Ruger was coldly furious. "Bullshit. I saw that cowardly little motherfucker let go and fall intentionally. He stays where he is."
The soldier in question was wide-eyed with fear and pain, and the medic was confused. "What do I do with him, sir? I gotta treat him."
Paul had heard of people hurting themselves intentionally to avoid going into combat, even shooting themselves, but he'd never seen it before. He wondered if Ruger was correct in his judgment.
"That sorry son of a bitch is going with us to Japan," Ruger snarled. "When we get there, you drag his ass out onto the ground and leave him there. If he's lucky, somebody'll take pity on him and take him to a field hospital. But there's no way that little shit is going to sleep on a bed with clean sheets while the rest of us are fighting Japs."

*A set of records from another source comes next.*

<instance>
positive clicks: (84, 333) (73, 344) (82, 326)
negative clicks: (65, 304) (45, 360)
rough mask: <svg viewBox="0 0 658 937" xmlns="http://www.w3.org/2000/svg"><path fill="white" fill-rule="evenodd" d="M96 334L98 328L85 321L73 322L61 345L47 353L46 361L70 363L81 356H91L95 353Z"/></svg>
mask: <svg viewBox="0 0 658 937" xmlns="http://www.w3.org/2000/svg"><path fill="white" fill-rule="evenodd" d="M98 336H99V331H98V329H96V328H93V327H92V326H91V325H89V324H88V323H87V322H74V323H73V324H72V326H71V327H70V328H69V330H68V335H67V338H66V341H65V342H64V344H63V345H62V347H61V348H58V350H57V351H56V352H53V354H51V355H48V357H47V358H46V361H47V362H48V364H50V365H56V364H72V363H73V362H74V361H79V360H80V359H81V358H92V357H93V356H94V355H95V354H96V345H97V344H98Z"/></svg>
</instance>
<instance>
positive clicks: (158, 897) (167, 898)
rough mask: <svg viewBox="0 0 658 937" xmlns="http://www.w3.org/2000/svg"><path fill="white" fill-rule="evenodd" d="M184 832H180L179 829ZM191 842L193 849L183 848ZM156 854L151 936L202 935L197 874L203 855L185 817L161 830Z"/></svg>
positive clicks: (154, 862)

That brought an angry growl from the rest of the men, and the LCIs were quickly filled. The injured man whimpered that he didn't want to go, which seemed to confirm Ruger's assessment, but he otherwise stayed quiet.

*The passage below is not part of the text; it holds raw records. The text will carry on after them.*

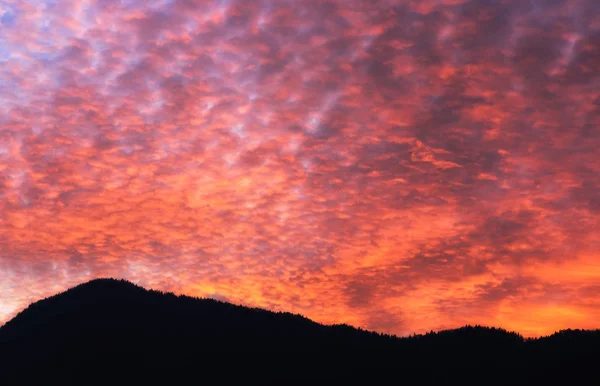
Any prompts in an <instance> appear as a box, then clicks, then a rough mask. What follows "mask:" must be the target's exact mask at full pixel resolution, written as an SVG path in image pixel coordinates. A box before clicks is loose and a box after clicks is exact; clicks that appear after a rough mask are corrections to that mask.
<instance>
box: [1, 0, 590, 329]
mask: <svg viewBox="0 0 600 386" xmlns="http://www.w3.org/2000/svg"><path fill="white" fill-rule="evenodd" d="M4 3H5V4H6V7H5V8H3V9H2V10H1V11H0V12H2V13H0V29H1V30H2V33H0V62H2V63H3V65H2V66H0V67H1V68H2V69H1V70H0V323H2V322H4V321H6V320H8V319H9V318H10V317H11V316H12V315H14V314H15V313H16V312H18V311H19V310H20V309H22V308H23V307H24V306H26V305H27V304H28V303H29V302H31V301H33V300H36V299H38V298H40V297H43V296H47V295H50V294H52V293H54V292H57V291H59V290H62V289H65V288H66V287H68V286H70V285H73V284H75V283H77V282H81V281H84V280H87V279H91V278H94V277H101V276H117V277H124V278H127V279H130V280H132V281H135V282H137V283H139V284H142V285H145V286H149V287H153V288H157V289H162V290H171V291H175V292H178V293H186V294H191V295H198V296H211V297H217V298H222V299H228V300H230V301H233V302H236V303H243V304H247V305H252V306H260V307H267V308H270V309H275V310H286V311H291V312H299V313H302V314H304V315H306V316H308V317H310V318H313V319H315V320H317V321H320V322H325V323H344V322H345V323H351V324H354V325H357V326H361V327H365V328H371V329H376V330H379V331H384V332H389V333H396V334H408V333H412V332H424V331H429V330H431V329H434V330H435V329H441V328H452V327H458V326H460V325H464V324H467V323H470V324H475V323H479V324H488V325H496V326H500V327H504V328H507V329H511V330H517V331H519V332H522V333H524V334H526V335H532V336H535V335H540V334H547V333H551V332H553V331H555V330H557V329H561V328H567V327H570V328H594V327H598V326H597V325H594V323H595V321H597V320H598V316H599V312H600V311H599V310H600V303H599V300H598V292H597V284H596V282H597V278H598V277H597V276H598V272H599V269H600V264H599V263H598V262H599V261H600V256H598V252H597V250H598V248H597V247H598V245H599V240H600V233H599V232H598V229H600V227H598V221H599V216H600V197H599V196H598V192H599V191H600V178H599V177H598V176H600V166H599V165H600V158H599V156H598V151H597V149H598V147H599V145H600V135H599V133H598V130H597V127H598V125H599V124H600V102H599V101H600V93H599V92H598V90H599V87H598V82H600V78H599V77H598V74H600V68H598V66H599V63H600V45H599V44H598V42H599V39H598V31H597V27H598V21H597V19H594V16H593V15H595V14H597V13H598V11H599V9H598V5H597V4H596V2H594V1H592V0H589V1H568V0H566V1H558V2H552V4H543V5H534V4H524V3H523V2H520V1H508V2H502V3H499V2H481V1H474V0H472V1H468V0H461V1H455V0H452V1H442V2H440V1H427V2H423V1H412V2H406V1H389V0H385V1H371V2H360V1H337V0H329V1H304V2H302V3H301V4H300V3H294V4H292V3H288V2H284V1H266V2H261V3H260V4H255V3H251V2H247V1H243V0H233V1H228V2H220V1H194V0H174V1H169V2H142V1H130V2H119V1H104V0H103V1H99V0H94V1H89V2H87V3H85V4H83V3H81V2H78V1H68V0H65V1H61V2H60V3H56V4H54V3H51V2H44V1H41V2H40V1H11V0H9V1H5V2H4Z"/></svg>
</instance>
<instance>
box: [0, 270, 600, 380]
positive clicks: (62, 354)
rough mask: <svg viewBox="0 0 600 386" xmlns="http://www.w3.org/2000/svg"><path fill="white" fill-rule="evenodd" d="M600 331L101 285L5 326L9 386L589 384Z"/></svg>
mask: <svg viewBox="0 0 600 386" xmlns="http://www.w3.org/2000/svg"><path fill="white" fill-rule="evenodd" d="M597 363H600V331H599V330H595V331H583V330H565V331H561V332H558V333H555V334H553V335H550V336H547V337H543V338H539V339H524V338H523V337H522V336H520V335H519V334H517V333H513V332H508V331H505V330H503V329H497V328H487V327H480V326H475V327H473V326H466V327H462V328H459V329H456V330H447V331H441V332H438V333H435V332H432V333H428V334H425V335H415V336H411V337H403V338H400V337H395V336H390V335H385V334H378V333H375V332H370V331H365V330H361V329H356V328H354V327H351V326H348V325H334V326H325V325H322V324H319V323H315V322H313V321H311V320H309V319H307V318H305V317H303V316H300V315H295V314H290V313H276V312H271V311H266V310H262V309H257V308H248V307H243V306H236V305H232V304H229V303H225V302H221V301H217V300H213V299H198V298H192V297H188V296H176V295H174V294H171V293H163V292H160V291H154V290H146V289H144V288H142V287H139V286H136V285H134V284H132V283H130V282H127V281H124V280H116V279H97V280H93V281H91V282H88V283H84V284H81V285H78V286H76V287H74V288H71V289H70V290H67V291H65V292H63V293H60V294H57V295H54V296H51V297H49V298H46V299H44V300H41V301H39V302H36V303H33V304H31V305H30V306H29V307H28V308H26V309H25V310H23V311H22V312H21V313H19V314H18V315H17V316H16V317H15V318H13V319H12V320H11V321H9V322H7V323H6V324H5V325H4V326H2V327H1V328H0V384H1V385H13V384H14V385H16V384H23V385H36V384H63V385H64V384H78V385H85V384H104V383H106V382H109V383H112V384H115V383H122V384H125V383H133V384H142V383H145V384H148V383H151V384H155V383H157V382H161V383H164V382H166V383H168V384H181V383H186V384H187V383H190V384H239V383H242V382H243V383H249V384H257V385H259V384H278V385H291V384H294V385H295V384H298V385H300V384H302V385H304V384H311V385H314V384H327V385H333V384H339V385H354V384H356V385H377V384H397V385H404V384H405V385H437V384H452V385H506V384H512V385H515V384H520V385H530V384H538V383H545V384H559V383H570V384H573V383H577V382H586V381H587V380H588V379H594V378H596V377H597V375H596V374H595V372H594V368H595V366H596V365H597Z"/></svg>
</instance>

The LCIs formed a large circle as they waited for all of them to be loaded, and men got sick as they bobbed in the choppy water, and the stink of vomit was added to the scent of fear. Finally, the little boats were lined up with the others that had loaded their human cargo from other transports, and the whole line headed inshore.
As they drew closer to land, Paul peeked over the edge of the boat and looked at Japan. The steep hills seemed to spring directly from the sea. They were scarred and torn, with most of their vegetation blown away or burned off. He could see ruined vehicles and other unidentifiable things that burned fiercely.
As they passed through a line of warships, they tried to identify them. The only one they were certain of was the battleship West Virginia. When her sixteen-inch guns fired at some distant target, the blast was deafening, and it was as if the whole ocean quivered like an earthquake. Despite the shaking they took from the sound of the firing, many were cheered by the sight of the old battlewagon pounding Japan. The West Virginia had been mauled and sunk at Pearl Harbor and, like most of the others sunk in that catastrophe, had been refloated and given an opportunity to take revenge. The Wee-Vee, as she was affectionately known, was happily complying.
"Lookit!" one of the men yelled. Paul followed the soldier's outstretched arm and saw a body floating facedown in the water. Then he saw another, and another. All were Americans. "Aw, Jesus," said someone, who began retching.
"Get your fucking heads down!" yelled the ensign in charge of the LCI as it turned sharply to avoid something. An anonymous voice exclaimed that it was a mine. Bullets clanged against the hull and someone screamed. Paul turned and saw a sailor crumple to the deck. Blood gushed from his massive stomach wound. A medic rushed to help him, but the ensign only glanced briefly at his fallen crewman. His eyes stayed fixed on the dangerous waters and the task of navigating toward the shore.
Sergeant Collins stared at the wounded man. "Jesus, Lieutenant, I thought we owned at least part of this place. What the hell's going on?"
Paul shook his head in disbelief. If the landing forces were still taking small-arms fire a full day after the initial assault, just what had actually been accomplished?
Paul pushed his way through the packed men to the ensign. From the scars on the LCI, she seemed to have made several trips to the Japanese shore. "Is it always this bad?"
Without looking at him, the naval officer laughed harshly. "Bad? Hell, buddy, this trip is a piece of cake. You should've been here yesterday when they threw all kinds of shit at us. I've made four trips in, and this is by far the easiest. I've heard that most of the guys in the first waves were wiped out and that half the people who went ashore yesterday are dead or wounded. If you're real lucky, you guys might even make it onto land before you get killed."
Finally, the ensign glanced down, and Paul saw the ensign was even younger than he was. "The sailor who just got shot is a replacement for another guy who got killed yesterday," the ensign said more gently. "Look to your left."